🤖 AI Summary
4-bit quantization of large language models (LLMs) often incurs substantial accuracy degradation, necessitating complex fine-tuning or auxiliary overheads. Method: This paper proposes a tuning-free, full-stack 4-bit quantization framework that uniformly quantizes weights, activations, and KV caches. Its core innovation is Significant Data Razor (SDR)—a technique retaining only the four most significant bits per value, coupled with a compression-free integer arithmetic unit enabling end-to-end native 4-bit computation. The framework integrates absolute maximum scaling with 8/16-bit pre-quantization for joint optimization. Contribution/Results: Our method matches or exceeds the accuracy of state-of-the-art 4-bit approaches while reducing hardware area and power consumption by 61.2% and 57.8%, respectively. It significantly improves energy efficiency and practical deployability without sacrificing model fidelity.
📝 Abstract
Large-scale language models (LLMs) have demonstrated outstanding performance in language processing tasks, yet their deployment is often hindered by high memory demands and computational complexity. Although low-bit quantization techniques, such as 4-bit quantization, present a potential solution, they frequently lead to significant accuracy degradation or require substantial effort for such aggressive quantization approaches. To overcome these challenges, we introduce QRazor, a reliable and effortless quantization scheme designed to enable 4-bit quantization for weights, activations, and KV cache in transformer-based LLMs. The scheme involves two main stages: quantization and compression. During the quantization stage, weights, activations, and KV cache values are quantized with wider 8 or 16-bit integers as a basis to achieve nearly identical accuracy to the original full-precision LLM models, using the absolute max scaling.
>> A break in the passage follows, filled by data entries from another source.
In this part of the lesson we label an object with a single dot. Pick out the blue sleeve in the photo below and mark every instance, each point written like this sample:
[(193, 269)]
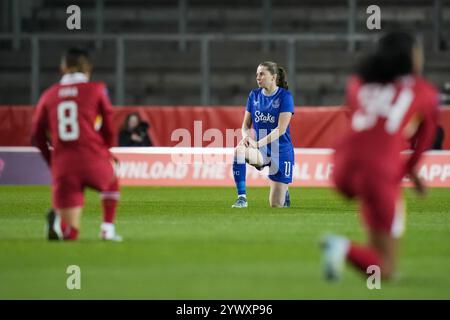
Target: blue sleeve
[(288, 103), (249, 102)]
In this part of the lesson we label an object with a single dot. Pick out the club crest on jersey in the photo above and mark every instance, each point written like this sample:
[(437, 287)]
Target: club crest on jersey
[(276, 103), (261, 117)]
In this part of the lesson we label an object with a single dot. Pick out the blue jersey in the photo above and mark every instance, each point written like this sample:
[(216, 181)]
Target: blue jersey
[(265, 111)]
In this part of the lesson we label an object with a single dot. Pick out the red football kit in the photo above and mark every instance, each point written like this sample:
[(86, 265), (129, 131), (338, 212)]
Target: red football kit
[(386, 119), (74, 117)]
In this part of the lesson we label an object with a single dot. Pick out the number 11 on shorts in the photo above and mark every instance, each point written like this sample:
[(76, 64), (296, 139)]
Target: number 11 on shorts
[(287, 168)]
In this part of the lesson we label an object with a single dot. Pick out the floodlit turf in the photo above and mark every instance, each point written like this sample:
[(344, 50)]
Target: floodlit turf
[(187, 243)]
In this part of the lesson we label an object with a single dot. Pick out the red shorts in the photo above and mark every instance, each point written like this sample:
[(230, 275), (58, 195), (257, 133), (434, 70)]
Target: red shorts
[(377, 192), (69, 182)]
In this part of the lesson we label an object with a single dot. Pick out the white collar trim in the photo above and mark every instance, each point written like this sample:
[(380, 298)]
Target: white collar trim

Subsequently, all data are compressed to 4-bit using our proposed significant data razoring (SDR) technique, which retains only the four most salient bits while discarding the others. Furthermore, we present an integer-based arithmetic unit dedicated to QRazor, enabling direct low-precision arithmetic operations without decompressing the SDR data. Despite the reduced quantization effort, QRazor achieves LLM accuracies better or comparable to state-of-the-art 4-bit methods. By also validating the hardware efficiency, our decompression-free arithmetic unit achieves 61.2% and 57.8% reduction in area and power consumption, respectively.